The Community Expo, one of my favorite events of the year, occurred last Saturday at Rockford’s senior high school. This was the fifth annual expo as sponsored by the Chamber of Commerce. We have Carl Shook, past executive director of the Chamber, to thank for our expo. Six or seven years ago, he first proposed holding a community expo. In light of the Chamber’s mission to promote area businesses, it seemed like a perfect fit. Carl traveled to other expos being held around the area and initiated the plans to create our own community expo. As so many times happens in Rockford, when we do something, it’s bigger and better. We don’t just duplicate; we improve. The upcoming Relay for Life event is another prime example. Brenda Davis, the current executive director, has kept the ball rolling and keeps adding improvements.
I also thank Dr. Shibler for hosting the expo at the high school. I don’t know how many other superintendents around the state would have been on the floor during the event like Dr. Shibler, helping to make sure all is running smoothly, but I bet it’s a small number. It’s hard to come up with a nicer way to promote business than the Community Expo. It is an excellent venue for citizens of the Rockford area to see the varied services and products available to them.
During the expo, I was asked many questions. I knew the answer to most of them, but there was one question that really stumped me. Fortunately, I belong to an organization, the National Association of Tax Professionals (NATP), that has 14 full-time research specialists on staff just waiting for tax professionals like me to call them. I have never been disappointed in the past by NATP’s research staff and I won’t be disappointed this time either.
Recently, NATP published a list of their top 25 most frequently asked research questions. Six of those happen to be questions that I have asked NATP to provide me with an answer and the documentation to back up that answer.
First, can a distribution from a 401(k) be used to pay tuition or other educational expenses for a dependent and avoid the 10 percent premature distribution penalty? The answer is no. Distributions from IRAs can be used for educational purposes but not a 401(k).
Second, a taxpayer has a principal residence and a lake vacation home.
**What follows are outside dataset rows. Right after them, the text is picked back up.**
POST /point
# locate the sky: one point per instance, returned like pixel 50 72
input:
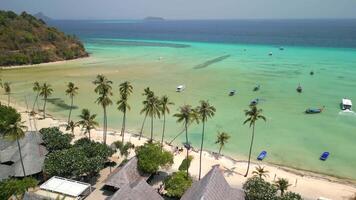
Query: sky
pixel 185 9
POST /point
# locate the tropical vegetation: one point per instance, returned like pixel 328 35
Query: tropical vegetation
pixel 16 187
pixel 125 89
pixel 253 115
pixel 151 158
pixel 87 121
pixel 104 89
pixel 221 140
pixel 187 115
pixel 25 39
pixel 176 184
pixel 71 91
pixel 205 111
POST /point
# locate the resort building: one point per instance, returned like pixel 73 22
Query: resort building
pixel 57 188
pixel 33 155
pixel 138 191
pixel 213 187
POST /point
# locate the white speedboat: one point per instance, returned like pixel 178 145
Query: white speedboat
pixel 346 104
pixel 180 88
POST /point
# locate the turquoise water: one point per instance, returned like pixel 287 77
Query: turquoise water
pixel 289 136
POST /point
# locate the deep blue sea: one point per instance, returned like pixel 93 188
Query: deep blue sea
pixel 323 33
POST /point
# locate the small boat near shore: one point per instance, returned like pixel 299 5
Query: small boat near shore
pixel 232 93
pixel 314 110
pixel 324 156
pixel 299 89
pixel 346 104
pixel 180 88
pixel 262 155
pixel 254 102
pixel 256 88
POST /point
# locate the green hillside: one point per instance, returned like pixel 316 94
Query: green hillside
pixel 27 40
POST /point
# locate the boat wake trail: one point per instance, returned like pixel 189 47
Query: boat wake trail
pixel 212 61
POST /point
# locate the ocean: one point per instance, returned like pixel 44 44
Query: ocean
pixel 211 58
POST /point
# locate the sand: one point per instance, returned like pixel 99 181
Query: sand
pixel 309 185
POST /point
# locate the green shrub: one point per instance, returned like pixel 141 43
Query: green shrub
pixel 185 164
pixel 151 157
pixel 8 115
pixel 16 187
pixel 177 184
pixel 124 148
pixel 290 196
pixel 258 189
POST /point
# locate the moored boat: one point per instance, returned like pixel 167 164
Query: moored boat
pixel 262 155
pixel 324 156
pixel 299 89
pixel 314 110
pixel 346 104
pixel 256 88
pixel 180 88
pixel 232 92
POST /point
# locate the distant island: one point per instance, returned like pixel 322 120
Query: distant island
pixel 42 16
pixel 25 39
pixel 154 19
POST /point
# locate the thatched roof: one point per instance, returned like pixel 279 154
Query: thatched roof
pixel 213 187
pixel 32 196
pixel 126 175
pixel 33 154
pixel 137 191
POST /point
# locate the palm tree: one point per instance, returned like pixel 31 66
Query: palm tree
pixel 87 121
pixel 71 91
pixel 222 139
pixel 187 115
pixel 253 115
pixel 37 89
pixel 165 103
pixel 205 111
pixel 152 108
pixel 104 89
pixel 282 184
pixel 46 91
pixel 71 126
pixel 7 90
pixel 148 93
pixel 14 133
pixel 123 106
pixel 260 172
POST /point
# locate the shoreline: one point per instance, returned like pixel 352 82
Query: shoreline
pixel 311 185
pixel 43 64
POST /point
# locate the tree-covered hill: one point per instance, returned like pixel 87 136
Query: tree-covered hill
pixel 25 39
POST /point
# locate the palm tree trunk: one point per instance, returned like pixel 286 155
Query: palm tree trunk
pixel 104 128
pixel 70 110
pixel 123 127
pixel 143 124
pixel 220 150
pixel 151 128
pixel 34 103
pixel 23 167
pixel 201 148
pixel 186 141
pixel 164 128
pixel 180 133
pixel 249 155
pixel 44 108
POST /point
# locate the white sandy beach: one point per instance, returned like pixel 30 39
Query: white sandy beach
pixel 309 185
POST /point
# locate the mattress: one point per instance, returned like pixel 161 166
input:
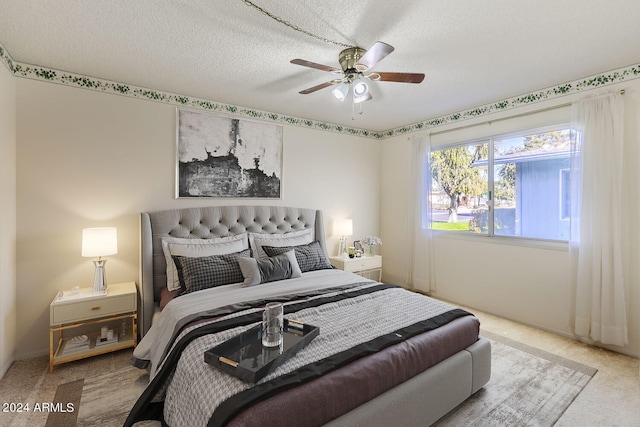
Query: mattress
pixel 372 337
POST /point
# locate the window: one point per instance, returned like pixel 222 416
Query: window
pixel 504 186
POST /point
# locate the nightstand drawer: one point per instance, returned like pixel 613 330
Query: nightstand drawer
pixel 91 309
pixel 357 264
pixel 363 263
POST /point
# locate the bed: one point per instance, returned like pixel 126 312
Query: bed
pixel 383 353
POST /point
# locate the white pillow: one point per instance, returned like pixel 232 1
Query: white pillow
pixel 295 238
pixel 195 248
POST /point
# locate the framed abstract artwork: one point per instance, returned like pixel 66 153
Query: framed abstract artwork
pixel 219 156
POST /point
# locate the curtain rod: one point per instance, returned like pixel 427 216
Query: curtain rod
pixel 510 117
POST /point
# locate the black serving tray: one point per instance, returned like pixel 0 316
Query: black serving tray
pixel 245 357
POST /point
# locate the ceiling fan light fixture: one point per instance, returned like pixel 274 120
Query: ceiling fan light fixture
pixel 341 91
pixel 360 87
pixel 359 99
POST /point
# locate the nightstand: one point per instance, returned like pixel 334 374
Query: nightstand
pixel 77 317
pixel 363 266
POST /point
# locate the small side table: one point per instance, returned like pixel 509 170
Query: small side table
pixel 363 266
pixel 83 313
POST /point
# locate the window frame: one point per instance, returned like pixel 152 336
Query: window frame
pixel 490 234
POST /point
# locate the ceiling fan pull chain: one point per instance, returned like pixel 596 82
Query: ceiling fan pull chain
pixel 292 26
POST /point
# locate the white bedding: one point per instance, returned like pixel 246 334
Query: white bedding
pixel 152 346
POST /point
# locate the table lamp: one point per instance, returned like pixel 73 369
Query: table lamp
pixel 99 242
pixel 342 228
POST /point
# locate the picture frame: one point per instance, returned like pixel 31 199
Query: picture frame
pixel 221 156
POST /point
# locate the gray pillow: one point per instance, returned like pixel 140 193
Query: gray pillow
pixel 310 256
pixel 206 272
pixel 280 267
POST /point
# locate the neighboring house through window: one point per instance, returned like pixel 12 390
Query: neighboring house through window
pixel 515 185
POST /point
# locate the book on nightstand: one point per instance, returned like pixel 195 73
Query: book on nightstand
pixel 74 344
pixel 105 341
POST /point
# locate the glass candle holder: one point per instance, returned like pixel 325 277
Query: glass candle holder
pixel 272 324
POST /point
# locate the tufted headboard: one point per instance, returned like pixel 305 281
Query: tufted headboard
pixel 204 223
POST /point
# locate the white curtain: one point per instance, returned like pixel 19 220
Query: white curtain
pixel 596 243
pixel 420 271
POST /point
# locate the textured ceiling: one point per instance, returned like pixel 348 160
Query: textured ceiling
pixel 472 52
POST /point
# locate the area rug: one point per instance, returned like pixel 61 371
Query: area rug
pixel 528 387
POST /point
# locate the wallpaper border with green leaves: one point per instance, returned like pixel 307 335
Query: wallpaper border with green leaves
pixel 76 80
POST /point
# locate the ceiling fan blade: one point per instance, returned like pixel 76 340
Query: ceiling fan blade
pixel 397 77
pixel 375 54
pixel 318 87
pixel 310 64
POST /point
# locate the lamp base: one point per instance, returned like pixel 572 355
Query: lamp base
pixel 342 249
pixel 99 277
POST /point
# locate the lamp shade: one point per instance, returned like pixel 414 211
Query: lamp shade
pixel 343 227
pixel 100 241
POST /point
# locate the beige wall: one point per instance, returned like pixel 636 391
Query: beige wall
pixel 89 159
pixel 528 284
pixel 7 218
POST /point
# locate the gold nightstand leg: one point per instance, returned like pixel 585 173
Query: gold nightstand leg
pixel 50 350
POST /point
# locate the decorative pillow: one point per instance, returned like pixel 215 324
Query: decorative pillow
pixel 310 257
pixel 269 269
pixel 295 238
pixel 196 248
pixel 210 271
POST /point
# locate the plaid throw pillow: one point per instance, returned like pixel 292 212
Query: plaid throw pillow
pixel 200 273
pixel 310 257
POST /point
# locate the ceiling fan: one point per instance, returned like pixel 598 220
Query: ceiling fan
pixel 355 62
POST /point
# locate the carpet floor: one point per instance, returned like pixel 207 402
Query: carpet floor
pixel 528 387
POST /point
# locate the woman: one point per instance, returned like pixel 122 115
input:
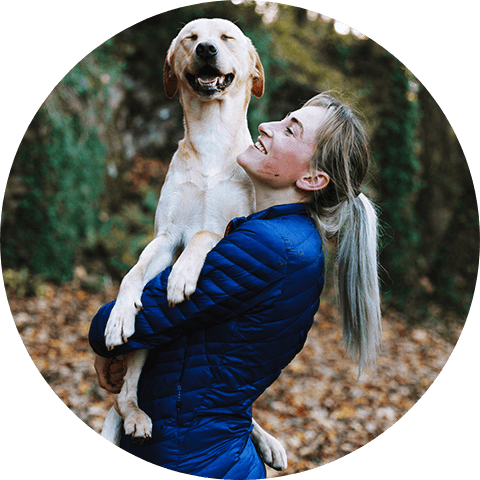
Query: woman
pixel 257 295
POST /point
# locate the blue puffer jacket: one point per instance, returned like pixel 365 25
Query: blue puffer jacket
pixel 213 356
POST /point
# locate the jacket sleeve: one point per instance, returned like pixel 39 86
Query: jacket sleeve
pixel 245 270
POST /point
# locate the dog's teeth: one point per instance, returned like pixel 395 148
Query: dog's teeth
pixel 260 147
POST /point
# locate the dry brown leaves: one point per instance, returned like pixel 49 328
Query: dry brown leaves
pixel 317 408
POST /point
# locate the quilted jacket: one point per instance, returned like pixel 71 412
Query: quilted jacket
pixel 213 356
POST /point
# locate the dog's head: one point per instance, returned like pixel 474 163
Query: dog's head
pixel 211 57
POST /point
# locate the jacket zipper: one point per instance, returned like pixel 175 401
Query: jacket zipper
pixel 179 392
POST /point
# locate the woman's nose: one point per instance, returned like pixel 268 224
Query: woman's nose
pixel 265 129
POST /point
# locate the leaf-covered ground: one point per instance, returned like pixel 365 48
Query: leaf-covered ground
pixel 317 408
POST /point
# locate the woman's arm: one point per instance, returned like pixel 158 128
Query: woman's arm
pixel 245 269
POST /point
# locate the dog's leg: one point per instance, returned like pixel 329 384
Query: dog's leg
pixel 112 427
pixel 137 424
pixel 156 256
pixel 269 448
pixel 182 281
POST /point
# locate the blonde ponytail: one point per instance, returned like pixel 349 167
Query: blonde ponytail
pixel 342 212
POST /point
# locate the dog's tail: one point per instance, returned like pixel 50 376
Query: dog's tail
pixel 112 427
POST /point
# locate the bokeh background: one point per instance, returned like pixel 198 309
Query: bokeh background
pixel 83 187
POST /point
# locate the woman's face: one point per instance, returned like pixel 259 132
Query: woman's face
pixel 282 154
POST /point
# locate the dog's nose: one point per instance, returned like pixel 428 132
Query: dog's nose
pixel 206 50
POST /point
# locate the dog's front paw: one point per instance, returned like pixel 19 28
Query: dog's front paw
pixel 138 426
pixel 271 451
pixel 121 324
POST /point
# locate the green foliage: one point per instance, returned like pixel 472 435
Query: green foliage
pixel 61 164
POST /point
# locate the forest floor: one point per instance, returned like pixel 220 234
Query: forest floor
pixel 317 408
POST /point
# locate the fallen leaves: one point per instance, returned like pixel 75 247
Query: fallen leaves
pixel 317 408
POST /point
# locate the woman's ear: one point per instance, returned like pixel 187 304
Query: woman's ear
pixel 313 181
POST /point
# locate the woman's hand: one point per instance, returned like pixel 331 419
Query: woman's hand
pixel 110 372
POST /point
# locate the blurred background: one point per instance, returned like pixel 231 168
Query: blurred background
pixel 82 191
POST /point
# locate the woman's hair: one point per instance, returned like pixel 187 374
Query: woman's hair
pixel 342 212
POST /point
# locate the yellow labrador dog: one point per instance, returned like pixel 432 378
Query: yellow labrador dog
pixel 215 68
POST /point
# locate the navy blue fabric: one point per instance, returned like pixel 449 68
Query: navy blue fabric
pixel 213 356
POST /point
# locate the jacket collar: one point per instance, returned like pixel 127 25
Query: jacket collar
pixel 267 214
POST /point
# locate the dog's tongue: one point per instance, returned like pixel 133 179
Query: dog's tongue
pixel 209 80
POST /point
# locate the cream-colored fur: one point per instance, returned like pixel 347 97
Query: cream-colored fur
pixel 215 68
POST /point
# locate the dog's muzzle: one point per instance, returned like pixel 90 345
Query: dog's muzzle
pixel 208 80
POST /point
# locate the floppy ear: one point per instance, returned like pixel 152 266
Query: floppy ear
pixel 170 81
pixel 258 84
pixel 314 181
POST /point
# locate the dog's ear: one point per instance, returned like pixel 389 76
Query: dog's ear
pixel 170 81
pixel 258 84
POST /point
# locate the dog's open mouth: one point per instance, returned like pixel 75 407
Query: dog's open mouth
pixel 209 81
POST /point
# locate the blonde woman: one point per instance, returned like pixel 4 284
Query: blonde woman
pixel 213 355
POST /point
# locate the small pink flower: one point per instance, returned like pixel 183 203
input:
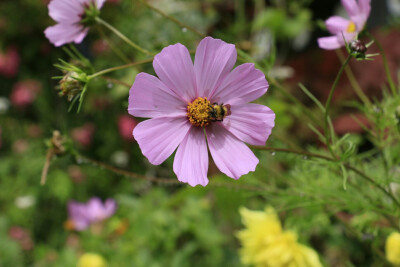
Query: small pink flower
pixel 9 63
pixel 346 28
pixel 190 103
pixel 70 15
pixel 24 93
pixel 83 215
pixel 126 124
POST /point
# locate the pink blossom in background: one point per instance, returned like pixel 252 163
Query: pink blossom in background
pixel 126 124
pixel 346 28
pixel 178 105
pixel 9 62
pixel 24 93
pixel 82 215
pixel 69 14
pixel 83 134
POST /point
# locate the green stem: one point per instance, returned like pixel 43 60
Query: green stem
pixel 102 72
pixel 348 166
pixel 353 81
pixel 174 20
pixel 385 64
pixel 158 180
pixel 123 37
pixel 328 104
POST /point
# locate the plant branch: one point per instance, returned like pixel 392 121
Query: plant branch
pixel 122 36
pixel 328 104
pixel 174 20
pixel 385 64
pixel 99 73
pixel 348 166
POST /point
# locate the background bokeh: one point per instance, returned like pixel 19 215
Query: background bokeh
pixel 172 224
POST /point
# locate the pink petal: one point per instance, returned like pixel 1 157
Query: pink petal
pixel 94 209
pixel 351 7
pixel 337 24
pixel 66 11
pixel 365 7
pixel 61 34
pixel 329 43
pixel 150 98
pixel 174 67
pixel 251 123
pixel 79 38
pixel 110 207
pixel 100 3
pixel 242 85
pixel 159 137
pixel 191 159
pixel 213 61
pixel 230 154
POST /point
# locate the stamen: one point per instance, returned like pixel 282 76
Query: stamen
pixel 351 27
pixel 198 112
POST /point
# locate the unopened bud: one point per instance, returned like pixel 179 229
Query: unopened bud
pixel 358 46
pixel 70 85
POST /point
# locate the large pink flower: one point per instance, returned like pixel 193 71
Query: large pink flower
pixel 180 102
pixel 347 29
pixel 69 15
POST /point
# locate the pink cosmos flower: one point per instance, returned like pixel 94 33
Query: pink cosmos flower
pixel 346 28
pixel 126 124
pixel 71 15
pixel 84 214
pixel 189 104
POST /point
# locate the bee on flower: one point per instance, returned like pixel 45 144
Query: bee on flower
pixel 191 103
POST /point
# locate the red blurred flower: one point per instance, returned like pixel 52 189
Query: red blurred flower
pixel 9 62
pixel 24 93
pixel 126 124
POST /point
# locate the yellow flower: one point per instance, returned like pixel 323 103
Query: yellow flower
pixel 393 248
pixel 265 244
pixel 91 260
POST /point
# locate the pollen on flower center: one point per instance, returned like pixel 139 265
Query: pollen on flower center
pixel 351 27
pixel 198 112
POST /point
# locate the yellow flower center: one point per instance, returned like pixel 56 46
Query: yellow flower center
pixel 351 27
pixel 198 112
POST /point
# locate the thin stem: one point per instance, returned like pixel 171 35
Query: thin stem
pixel 174 20
pixel 102 72
pixel 385 64
pixel 45 170
pixel 112 80
pixel 348 166
pixel 123 37
pixel 353 81
pixel 328 104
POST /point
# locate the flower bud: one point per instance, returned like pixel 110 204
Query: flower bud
pixel 357 46
pixel 70 85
He wants to sell the lake home at a significant profit but use the tax-free exchange rules to defer the tax on the profit. Is this permissible? No, the tax-free exchange rules may not be used for personal use property, such as lake vacation homes.
Third, a retired police officer receives a pension. His health insurance premiums are included in the distribution amounts reported in his 1099-R. Is there a special tax break available for the health insurance premiums? Yes, eligible retired public safety officers can elect to exclude up to $3,000 of those health insurance premiums from their retirement payments.
Fourth, married taxpayers elect to file an extension of time to file their joint return. Subsequently, they decide they would like to file separate tax returns. By filing the joint extension, have they made an election to file a joint return and are now not allowed to file separate? No, they may still file separate returns. If they made a tax payment with the extension request, they can divide up the tax payment in any manner to which they agree.
Fifth, a taxpayer takes distributions from his Health Savings Account to pay for non-reimbursed medical expenses. He receives a 1099 reporting the distributions. Does this amount have to be reported on his tax return? Yes, use Form 8889, Health Savings Account, to report the distributions in Part II. This tells the IRS that the distributions were used for medical purposes and, as such, are not taxable.
Finally, sixth, when a taxpayer takes money out of his IRA, can the money go back into the same IRA or does a new IRA have to be set up? The answer is the dollars can go back into the same IRA or the taxpayer may open up a new IRA. He has 60 days from the date of the original distribution to get the money reinvested. The 60 days is, for the most part, a black-and-white rule. If he misses the 60-day deadline, he will pay tax on the distribution and may also be subject to the 10 percent early withdrawal penalty.
The remaining most frequently asked questions are quite interesting also, but I will leave them for a future Squire article. This is Jerry Coon signing off.